Study Finds Liquid Biopsy Insurance Coverage Growing but Incomplete

Study Finds Liquid Biopsy Insurance Coverage Growing but Incomplete

The use of liquid biopsy to detect circulating tumor DNA (ctDNA) to help guide treatment and monitor responses to therapy has increased sharply over recent years. A new study finds that while insurance coverage from private payers and Medicare has also risen and expanded in the types of tests covered, it has not kept pace with most limiting the type or scope of tests covered. At the start of the study in 2016, no payers covered ctDNA tests. By mid-2019, nearly 40 percent offered some coverage.

The study examined trends from 2015 to 2019, with 2015 being the first instance of an available payer coverage policy. Findings from the study are published in a paper in JNCCN.

The researchers used the Canary Insights Database (CID) to analyze private, commercially available payer coverage policies. The CID is a medical policy library containing >40,000 medical policies from >200 commercial payers and links to public payer policies with >100,000 members.

For public policies, they reviewed Medicare plans.

They found that no provider covered liquid biopsies in 2015 and 2016. But by mid-July 2019, 38% (28/73) of private payer policies provided coverage of ctDNA-based panel testing for some clinical indications. Of the 200 payers in the Canary Insights Database, 33% of private payers had explicitly positive or negative coverage policies.

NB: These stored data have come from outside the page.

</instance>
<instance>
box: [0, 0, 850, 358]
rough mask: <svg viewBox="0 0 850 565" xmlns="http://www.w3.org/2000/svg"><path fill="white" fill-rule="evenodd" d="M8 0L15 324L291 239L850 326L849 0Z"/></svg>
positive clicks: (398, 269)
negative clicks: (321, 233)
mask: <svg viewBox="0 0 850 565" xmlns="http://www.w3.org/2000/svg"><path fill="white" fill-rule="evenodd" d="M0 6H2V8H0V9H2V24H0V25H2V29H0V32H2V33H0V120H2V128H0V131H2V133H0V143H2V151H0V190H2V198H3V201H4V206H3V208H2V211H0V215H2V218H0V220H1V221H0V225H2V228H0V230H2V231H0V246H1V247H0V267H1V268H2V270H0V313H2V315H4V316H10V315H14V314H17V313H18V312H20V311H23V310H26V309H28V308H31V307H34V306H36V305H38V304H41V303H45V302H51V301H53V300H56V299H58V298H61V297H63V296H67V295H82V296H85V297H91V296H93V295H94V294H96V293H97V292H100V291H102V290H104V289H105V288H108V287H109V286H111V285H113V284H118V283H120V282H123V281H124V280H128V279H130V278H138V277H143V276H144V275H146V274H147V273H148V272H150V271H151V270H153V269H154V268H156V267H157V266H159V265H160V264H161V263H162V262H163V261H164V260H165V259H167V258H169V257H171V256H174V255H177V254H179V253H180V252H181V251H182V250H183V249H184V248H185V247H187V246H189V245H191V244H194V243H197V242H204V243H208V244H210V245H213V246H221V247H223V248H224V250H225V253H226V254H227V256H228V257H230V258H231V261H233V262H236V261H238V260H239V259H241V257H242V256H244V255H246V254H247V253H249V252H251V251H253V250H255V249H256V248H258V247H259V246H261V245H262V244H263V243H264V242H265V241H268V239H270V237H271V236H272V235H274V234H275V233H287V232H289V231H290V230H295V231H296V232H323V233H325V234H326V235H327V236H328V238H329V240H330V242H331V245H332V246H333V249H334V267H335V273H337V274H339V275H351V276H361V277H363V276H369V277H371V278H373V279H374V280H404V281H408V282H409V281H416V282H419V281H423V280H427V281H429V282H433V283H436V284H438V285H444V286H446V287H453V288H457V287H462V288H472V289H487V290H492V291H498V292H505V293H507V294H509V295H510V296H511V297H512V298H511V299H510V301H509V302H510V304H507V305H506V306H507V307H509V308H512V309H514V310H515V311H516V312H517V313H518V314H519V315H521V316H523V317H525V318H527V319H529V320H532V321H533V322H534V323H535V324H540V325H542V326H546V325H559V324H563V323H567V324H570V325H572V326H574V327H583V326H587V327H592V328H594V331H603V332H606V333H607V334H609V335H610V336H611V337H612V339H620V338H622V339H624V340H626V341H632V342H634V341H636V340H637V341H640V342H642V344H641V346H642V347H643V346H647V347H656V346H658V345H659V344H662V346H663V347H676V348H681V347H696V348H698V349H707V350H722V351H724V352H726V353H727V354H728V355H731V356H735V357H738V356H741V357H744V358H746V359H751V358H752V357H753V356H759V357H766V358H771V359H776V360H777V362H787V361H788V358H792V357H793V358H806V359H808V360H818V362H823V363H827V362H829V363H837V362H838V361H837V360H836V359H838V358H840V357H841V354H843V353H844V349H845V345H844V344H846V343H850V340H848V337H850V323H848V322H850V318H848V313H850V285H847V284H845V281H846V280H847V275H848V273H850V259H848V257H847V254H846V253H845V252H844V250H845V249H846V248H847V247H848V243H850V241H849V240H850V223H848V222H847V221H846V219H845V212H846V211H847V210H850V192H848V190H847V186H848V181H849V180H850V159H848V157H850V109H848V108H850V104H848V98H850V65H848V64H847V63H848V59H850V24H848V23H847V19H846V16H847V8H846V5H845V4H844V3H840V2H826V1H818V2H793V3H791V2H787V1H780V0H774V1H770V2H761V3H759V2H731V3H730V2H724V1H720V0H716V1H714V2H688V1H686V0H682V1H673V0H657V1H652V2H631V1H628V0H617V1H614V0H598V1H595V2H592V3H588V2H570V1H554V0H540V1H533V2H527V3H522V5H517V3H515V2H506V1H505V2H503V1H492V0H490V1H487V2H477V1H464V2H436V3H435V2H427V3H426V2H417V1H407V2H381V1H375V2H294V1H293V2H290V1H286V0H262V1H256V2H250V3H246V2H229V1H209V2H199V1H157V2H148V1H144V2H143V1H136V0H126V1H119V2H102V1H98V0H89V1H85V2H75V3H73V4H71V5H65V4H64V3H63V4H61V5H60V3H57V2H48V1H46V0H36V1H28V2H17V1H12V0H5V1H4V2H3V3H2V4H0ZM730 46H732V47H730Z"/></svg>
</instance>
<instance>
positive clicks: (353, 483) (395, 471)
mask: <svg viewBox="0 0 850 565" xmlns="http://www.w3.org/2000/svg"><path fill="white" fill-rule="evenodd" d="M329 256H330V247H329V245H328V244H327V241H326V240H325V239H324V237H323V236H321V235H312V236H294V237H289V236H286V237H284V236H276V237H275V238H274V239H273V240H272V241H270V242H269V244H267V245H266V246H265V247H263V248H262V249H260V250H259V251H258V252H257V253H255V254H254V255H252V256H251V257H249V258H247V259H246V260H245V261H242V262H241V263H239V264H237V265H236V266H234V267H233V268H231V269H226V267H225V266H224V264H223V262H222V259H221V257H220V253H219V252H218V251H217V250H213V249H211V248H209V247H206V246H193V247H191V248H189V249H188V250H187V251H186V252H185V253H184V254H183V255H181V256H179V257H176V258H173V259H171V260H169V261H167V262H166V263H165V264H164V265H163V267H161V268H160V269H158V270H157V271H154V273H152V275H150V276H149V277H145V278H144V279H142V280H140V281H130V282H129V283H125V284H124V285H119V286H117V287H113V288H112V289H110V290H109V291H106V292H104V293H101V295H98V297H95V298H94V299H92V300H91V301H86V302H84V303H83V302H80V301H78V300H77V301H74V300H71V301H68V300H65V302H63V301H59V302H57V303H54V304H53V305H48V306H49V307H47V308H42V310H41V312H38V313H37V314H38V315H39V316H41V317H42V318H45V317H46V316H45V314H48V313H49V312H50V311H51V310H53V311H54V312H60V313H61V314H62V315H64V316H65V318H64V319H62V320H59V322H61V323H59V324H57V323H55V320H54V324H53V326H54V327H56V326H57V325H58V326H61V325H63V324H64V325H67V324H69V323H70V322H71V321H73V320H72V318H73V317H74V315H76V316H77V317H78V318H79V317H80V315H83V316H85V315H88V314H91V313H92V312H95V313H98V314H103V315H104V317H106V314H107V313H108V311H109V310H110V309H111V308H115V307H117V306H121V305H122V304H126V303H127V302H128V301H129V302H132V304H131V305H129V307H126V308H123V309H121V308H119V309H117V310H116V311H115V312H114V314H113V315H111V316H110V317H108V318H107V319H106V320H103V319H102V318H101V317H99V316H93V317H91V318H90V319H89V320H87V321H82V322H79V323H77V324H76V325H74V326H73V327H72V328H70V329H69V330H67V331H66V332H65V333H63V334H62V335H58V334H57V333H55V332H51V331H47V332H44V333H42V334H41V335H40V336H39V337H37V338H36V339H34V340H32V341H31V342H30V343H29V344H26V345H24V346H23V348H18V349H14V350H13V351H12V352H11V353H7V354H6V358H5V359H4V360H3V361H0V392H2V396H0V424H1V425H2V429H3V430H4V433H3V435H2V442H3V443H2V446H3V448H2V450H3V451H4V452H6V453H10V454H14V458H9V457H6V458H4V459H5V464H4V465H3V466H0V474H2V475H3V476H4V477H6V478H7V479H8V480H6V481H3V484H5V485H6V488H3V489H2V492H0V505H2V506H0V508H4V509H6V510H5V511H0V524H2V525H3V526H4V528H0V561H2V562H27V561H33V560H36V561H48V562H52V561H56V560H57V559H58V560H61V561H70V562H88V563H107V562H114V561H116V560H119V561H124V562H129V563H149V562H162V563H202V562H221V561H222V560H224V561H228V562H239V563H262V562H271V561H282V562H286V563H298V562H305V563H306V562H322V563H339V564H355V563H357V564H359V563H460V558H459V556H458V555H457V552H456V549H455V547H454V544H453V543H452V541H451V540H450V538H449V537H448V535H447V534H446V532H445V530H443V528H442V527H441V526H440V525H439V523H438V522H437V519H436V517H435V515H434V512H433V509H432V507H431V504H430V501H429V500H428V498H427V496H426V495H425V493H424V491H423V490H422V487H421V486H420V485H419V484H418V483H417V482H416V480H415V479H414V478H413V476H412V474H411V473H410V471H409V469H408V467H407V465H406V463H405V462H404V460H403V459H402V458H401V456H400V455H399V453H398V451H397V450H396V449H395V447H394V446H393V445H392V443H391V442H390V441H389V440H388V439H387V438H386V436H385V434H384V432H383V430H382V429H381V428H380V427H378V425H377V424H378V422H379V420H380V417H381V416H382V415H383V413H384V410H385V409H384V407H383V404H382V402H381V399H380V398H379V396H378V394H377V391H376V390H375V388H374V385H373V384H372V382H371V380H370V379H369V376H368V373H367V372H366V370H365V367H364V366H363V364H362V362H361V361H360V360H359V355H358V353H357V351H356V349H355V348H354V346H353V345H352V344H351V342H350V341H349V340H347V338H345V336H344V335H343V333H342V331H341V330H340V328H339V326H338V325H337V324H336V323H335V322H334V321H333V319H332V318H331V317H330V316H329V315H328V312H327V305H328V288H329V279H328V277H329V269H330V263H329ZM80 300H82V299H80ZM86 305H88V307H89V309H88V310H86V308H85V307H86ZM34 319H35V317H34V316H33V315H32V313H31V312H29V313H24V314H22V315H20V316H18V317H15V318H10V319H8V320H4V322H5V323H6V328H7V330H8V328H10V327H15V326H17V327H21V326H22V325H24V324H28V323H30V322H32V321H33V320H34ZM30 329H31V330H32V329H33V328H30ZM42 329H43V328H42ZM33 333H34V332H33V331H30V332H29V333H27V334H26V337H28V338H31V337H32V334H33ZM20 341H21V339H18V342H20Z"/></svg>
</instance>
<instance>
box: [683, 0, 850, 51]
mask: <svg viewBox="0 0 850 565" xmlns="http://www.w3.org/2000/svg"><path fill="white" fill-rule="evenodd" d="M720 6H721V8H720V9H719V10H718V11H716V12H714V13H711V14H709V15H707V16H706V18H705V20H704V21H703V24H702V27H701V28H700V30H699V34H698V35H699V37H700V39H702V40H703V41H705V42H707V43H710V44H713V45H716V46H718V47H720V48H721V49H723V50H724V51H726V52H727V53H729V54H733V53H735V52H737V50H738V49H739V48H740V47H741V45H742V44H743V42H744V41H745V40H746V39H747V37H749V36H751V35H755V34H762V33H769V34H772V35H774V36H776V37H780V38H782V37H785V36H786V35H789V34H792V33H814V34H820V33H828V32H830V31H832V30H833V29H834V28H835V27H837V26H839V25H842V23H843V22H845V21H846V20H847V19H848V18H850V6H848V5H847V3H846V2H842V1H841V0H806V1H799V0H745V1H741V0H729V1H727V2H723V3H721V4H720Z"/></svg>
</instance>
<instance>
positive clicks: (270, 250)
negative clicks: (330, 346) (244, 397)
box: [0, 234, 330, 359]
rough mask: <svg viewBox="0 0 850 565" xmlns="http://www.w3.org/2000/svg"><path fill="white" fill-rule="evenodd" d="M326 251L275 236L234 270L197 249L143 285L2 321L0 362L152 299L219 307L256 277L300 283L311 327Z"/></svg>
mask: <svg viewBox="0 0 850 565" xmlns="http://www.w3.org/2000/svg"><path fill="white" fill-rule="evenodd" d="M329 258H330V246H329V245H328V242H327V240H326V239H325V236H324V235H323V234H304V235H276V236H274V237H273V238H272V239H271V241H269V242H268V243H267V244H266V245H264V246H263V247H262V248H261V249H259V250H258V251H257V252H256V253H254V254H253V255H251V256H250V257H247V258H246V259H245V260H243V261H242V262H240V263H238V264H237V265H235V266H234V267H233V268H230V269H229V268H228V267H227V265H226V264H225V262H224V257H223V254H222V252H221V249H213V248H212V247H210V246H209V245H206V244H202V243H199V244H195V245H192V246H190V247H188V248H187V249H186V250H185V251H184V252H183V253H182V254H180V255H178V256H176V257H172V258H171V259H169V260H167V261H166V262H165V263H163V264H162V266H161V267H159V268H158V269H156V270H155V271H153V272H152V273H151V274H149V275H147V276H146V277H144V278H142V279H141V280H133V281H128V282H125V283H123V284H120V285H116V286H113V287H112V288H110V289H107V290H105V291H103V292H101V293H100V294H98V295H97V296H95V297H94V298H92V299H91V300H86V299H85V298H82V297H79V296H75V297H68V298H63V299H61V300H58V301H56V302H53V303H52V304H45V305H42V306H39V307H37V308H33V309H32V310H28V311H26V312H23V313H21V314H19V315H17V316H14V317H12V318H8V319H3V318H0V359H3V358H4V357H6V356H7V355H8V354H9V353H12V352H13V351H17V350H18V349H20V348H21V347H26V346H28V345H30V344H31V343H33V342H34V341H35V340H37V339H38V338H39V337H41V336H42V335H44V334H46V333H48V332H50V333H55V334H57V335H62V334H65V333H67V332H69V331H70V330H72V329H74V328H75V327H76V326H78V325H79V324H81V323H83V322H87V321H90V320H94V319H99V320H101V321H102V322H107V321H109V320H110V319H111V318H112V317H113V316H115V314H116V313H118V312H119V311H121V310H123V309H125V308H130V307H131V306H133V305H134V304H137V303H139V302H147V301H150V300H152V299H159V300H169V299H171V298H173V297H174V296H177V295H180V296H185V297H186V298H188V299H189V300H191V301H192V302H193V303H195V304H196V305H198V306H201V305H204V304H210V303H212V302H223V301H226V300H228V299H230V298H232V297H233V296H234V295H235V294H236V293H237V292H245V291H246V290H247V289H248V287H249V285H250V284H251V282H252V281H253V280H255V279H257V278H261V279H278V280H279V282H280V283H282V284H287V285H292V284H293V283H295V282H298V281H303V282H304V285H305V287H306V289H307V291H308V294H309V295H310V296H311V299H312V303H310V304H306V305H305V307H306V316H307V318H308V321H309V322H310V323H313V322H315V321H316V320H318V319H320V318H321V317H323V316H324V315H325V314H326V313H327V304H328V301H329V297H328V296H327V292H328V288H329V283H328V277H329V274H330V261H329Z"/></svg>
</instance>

Over that time frame, policies also increased in scope from 2017-2019, going from one cancer type (non-small cell lung cancer, or NSCLC) to 12, and going from a single gene (EGFR) to 73 genes. They also found 45 payers with specific policies against coverage. Medicare coverage policies were found to be evolving toward use across all cancer types, signifying a major shift.

Loopholes Found

While the authors found increasing coverage for ctDNA panel testing, they also found that some policies were written with carefully-defined and limited clinical scenarios such as EGFR gene analysis for non-small cell lung cancer (NSCLC) or specific brand name tests (e.g. Guardant 360 or InVisionFirst). And coverage differed depending on the intended use and from state to state.

By mid-2019, of the policies covering ctDNA tests, 87% (24/28) were for NSCLC only, not surprising since the only FDA-approved ctDNA test is for NSCLC. Nearly half (47%; 13/28) were written for  EGFR gene analysis only.

Further, nearly 80 percent (22/28) named coverage only for specific tests (cobas EGFR Mutation Test v2, Guardant360, or OncoBEAM). Also, of all of the ctDNA coverage policies, just 11% (3/28)  stated coverage for monitoring (e.g., no prior testing and progression, or progression on tyrosine kinase inhibitors).

One of the most interesting findings was in the case of EGFR gene analysis, in which 43% (12/28) payers stated that multigene panel tests (Guardant360 and OncoBEAM) would be a covered benefit for EGFR gene analysis only. Given that tests such as these are panel tests that evaluate multiple genes, the “limited” coverage decision may actually result in testing that is far more comprehensive than intended.

Push for expanded coverage

While most ctDNA policies had specific limitations, the study revealed Medicare coverage policies were evolving to pan-cancer uses, signifying a significant shift toward broader coverage. In comparison, private payer policies vary widely from covering just a specific condition, gene or test to others that are more inclusive. And some policy exclusions do not match current standard of care treatment guidelines for all possible testing environments.

As an example, although ctDNA testing in NSCLC is ‘covered’ by  both private payers and Medicare, the coverage has been primarily for treatment selection, with only 11% of payers with positive coverage including any monitoring indications.

Because of these pockets of inconsistent or dropped coverage, the authors strongly push for payers and policymakers to approve policies that keep up with the advances made in molecular profiling and clinical care. They especially look for expanded policies for monitoring of minimal residual disease after therapy or for detecting recurrence.